El sol brillaba con mucha fuerza y calentaba su carita mientras daba su primer salto fuera de casa. El pasto era de un verde brillante y se sentía muy fresquito entre sus patitas.
—¡Mira, mamá! ¡El pasto me hace cosquillas! —exclamó Benito soltando una risita.
Su mamá salió detrás de él, moviendo sus largas orejas con elegancia.
—Es porque el pasto está muy sano, mi vida —respondió ella con una voz dulce y tranquila.
De repente, algo de color azul pasó volando muy cerca de la nariz de Benito. El conejito intentó atraparlo con sus manos pequeñas, pero el objeto azul subía y bajaba con mucha gracia.
—¿Qué es esa manchita que vuela? —preguntó Benito con los ojos muy abiertos.
—Es una mariposa, pequeño —dijo su mamá mientras la señalaba—. Ella busca las flores más bonitas del jardín.
Benito siguió a la mariposa hasta que llegó a un rincón lleno de flores amarillas. Se acercó mucho a una de ellas y aspiró con fuerza.
—¡Huele a dulce, mamá! —dijo Benito muy emocionado.
—Es el perfume de la naturaleza, tesoro —contestó ella dándole un besito en la frente.
Mientras exploraban, escucharon un sonido nuevo. ¡Bzzz, bzzz, bzzz! Una abeja de rayas negras y amarillas trabajaba cerca de un arbusto. Benito se quedó muy quietecito observando cómo la abeja se movía.
—¿Ella también juega con nosotros? —susurró el conejito con curiosidad.
—Ella está trabajando para que el jardín siempre tenga flores —explicó su mamá mientras lo abrazaba con sus patas suaves.
Benito se sintió muy feliz. Había visto el verde del pasto, el azul de la mariposa y el amarillo de las flores. También había sentido el calor del sol y el olor de la tierra mojada. Sus ojitos empezaron a sentirse pesados porque haber tenido una aventura tan grande cansa mucho a los conejitos pequeños.
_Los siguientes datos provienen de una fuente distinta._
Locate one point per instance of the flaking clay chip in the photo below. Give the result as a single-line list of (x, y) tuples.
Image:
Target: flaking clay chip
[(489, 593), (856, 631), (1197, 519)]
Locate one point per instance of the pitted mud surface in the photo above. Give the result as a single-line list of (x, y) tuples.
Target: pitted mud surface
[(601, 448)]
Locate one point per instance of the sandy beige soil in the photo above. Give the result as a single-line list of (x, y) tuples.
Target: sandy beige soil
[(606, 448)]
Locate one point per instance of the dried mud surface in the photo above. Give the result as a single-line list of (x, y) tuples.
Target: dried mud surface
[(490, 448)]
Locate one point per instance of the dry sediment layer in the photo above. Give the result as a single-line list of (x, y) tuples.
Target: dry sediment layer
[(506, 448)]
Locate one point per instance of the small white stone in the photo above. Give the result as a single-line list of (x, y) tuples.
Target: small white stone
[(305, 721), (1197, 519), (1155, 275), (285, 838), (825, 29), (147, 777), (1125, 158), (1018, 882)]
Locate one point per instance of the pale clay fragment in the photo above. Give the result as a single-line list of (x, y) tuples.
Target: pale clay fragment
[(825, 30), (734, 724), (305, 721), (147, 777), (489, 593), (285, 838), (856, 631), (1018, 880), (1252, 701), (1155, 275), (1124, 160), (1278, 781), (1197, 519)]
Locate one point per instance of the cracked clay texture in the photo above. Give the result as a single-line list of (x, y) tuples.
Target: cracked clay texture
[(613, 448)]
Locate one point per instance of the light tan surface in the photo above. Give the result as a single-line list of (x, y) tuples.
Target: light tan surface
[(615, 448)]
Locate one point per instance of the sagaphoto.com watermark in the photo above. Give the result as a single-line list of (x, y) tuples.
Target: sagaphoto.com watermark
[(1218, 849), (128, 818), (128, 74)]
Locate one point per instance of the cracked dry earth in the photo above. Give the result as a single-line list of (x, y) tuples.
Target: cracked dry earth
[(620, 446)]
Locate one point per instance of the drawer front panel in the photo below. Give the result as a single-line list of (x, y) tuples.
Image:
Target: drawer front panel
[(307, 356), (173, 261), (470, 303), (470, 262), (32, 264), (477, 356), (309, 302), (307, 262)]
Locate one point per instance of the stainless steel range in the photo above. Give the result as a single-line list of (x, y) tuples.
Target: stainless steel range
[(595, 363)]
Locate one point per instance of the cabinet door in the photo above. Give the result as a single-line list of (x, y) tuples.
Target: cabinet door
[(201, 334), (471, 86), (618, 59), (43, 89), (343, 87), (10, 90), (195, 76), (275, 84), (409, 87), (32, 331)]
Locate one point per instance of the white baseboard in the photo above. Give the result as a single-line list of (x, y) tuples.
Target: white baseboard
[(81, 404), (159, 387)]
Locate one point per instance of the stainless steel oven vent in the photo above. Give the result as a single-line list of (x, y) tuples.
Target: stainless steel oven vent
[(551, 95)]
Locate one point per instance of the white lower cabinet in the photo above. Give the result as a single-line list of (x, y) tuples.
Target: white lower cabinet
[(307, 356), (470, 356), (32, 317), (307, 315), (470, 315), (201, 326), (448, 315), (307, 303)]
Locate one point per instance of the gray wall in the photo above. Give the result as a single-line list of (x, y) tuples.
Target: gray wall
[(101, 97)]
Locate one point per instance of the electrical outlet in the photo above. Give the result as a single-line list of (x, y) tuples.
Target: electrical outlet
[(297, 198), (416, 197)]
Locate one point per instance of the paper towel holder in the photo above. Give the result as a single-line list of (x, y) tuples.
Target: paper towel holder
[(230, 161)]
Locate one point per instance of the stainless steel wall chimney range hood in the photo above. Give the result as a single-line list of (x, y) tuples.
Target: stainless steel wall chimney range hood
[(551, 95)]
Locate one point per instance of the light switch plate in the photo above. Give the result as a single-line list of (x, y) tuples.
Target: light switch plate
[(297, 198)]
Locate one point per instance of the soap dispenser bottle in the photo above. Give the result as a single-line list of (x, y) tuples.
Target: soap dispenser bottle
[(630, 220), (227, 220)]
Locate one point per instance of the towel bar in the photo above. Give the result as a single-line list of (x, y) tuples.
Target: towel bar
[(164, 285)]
—¿Mañana podemos volver a ver los colores, mamá? —preguntó Benito mientras bostezaba.
—Mañana y todos los días, mi cielo —respondió ella mientras lo guiaba de regreso a la madriguera para tomar una siesta.
Benito se durmió soñando con mariposas azules, sabiendo que el mundo era un lugar hermoso y seguro para explorar.
El mundo está lleno de maravillas esperando a ser descubiertas a través de los ojos curiosos de los más pequeños.